2021 LFP (power battery) market review
Q1: The drastically rising terminal demand has sharply increased the demand for lithium iron phosphate and upstream raw materials. Lithium salt and iron phosphate both suffered structural shortages, and the prices rose rapidly, resulting in the increase in the manufacturing costs of lithium iron phosphate, which pulled up the lithium iron phosphate prices on the back of rapidly growing terminal demand.
Q2: The prices of raw materials were relatively stable, and the terminal demand stabilised as well. The prices of lithium iron phosphate presented less volatility. In terms of cost, as the production and sales of lithium salt in Qinghai Salt Lake returned to normal in April, the prices were stable as a whole with occasional drops. At the same time, the terminal power battery market entered the stationary period, when the prices of lithium iron phosphate stood stable.
Q3: The raw materials were in short supply, the restocking demand was getting stronger. The demand side grew rapidly, driving up the prices. On the raw material side, the prices of phosphorus sources have been inflated as the market over-reacted to the dual control policy of energy consumption. The lithium salt traders were also hoarding and reluctant to sell. As such, the manufacturing costs of lithium iron phosphate moved all the way up. As most LFP manufacturers signed the orders on a monthly basis, the market reacts slowly to price changes. As such, the prices only started to rise rapidly in the middle and end of the quarter.
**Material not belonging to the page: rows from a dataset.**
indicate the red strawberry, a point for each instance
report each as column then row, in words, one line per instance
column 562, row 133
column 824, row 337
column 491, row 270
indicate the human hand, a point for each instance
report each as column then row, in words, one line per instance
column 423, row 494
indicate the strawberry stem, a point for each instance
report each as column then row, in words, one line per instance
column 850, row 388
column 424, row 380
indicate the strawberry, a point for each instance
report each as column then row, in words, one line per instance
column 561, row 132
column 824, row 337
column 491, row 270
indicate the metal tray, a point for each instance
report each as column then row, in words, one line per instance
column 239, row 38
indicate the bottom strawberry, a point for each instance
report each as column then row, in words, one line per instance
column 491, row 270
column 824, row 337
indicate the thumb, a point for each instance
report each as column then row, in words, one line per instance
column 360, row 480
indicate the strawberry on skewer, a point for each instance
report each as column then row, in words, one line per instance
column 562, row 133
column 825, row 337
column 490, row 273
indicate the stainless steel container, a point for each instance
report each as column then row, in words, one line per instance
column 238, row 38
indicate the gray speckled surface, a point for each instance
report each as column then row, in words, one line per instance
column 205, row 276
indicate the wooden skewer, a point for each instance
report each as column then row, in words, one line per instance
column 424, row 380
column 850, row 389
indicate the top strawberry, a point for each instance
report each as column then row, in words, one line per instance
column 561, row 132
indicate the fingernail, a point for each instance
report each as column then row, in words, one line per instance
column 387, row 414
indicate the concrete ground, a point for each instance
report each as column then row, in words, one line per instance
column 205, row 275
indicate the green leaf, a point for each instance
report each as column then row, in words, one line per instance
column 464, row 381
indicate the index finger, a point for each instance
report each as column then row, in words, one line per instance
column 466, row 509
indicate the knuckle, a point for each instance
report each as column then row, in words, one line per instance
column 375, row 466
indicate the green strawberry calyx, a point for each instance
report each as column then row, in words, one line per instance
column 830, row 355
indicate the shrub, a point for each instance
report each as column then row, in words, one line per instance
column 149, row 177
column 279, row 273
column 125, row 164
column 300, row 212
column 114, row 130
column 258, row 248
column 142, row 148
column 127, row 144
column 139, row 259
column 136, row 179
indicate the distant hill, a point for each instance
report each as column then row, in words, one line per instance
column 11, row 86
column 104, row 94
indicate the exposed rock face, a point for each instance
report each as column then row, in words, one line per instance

Q4: LFP prices surged amid steeply growing demand and rising raw materials supply pressures when the capacity expanded. The LFP supply was inconsistent in Q3 amid the dual control over energy consumption. And the terminal sector generated more demand for LFP as an alternative to NMC and LMO. Hence, the supply of LFP was unable to meet the demand though the manufacturers actively expanded their capacity. In addition, the demand for upstream lithium salt rose drastically amid rising NMC and LFP output. The market fears over lithium salt supply shortage also gave birth to pressing needs to restock, further intensifying the supply side. Therefore, the LFP prices rose quickly driven by surging lithium salt prices.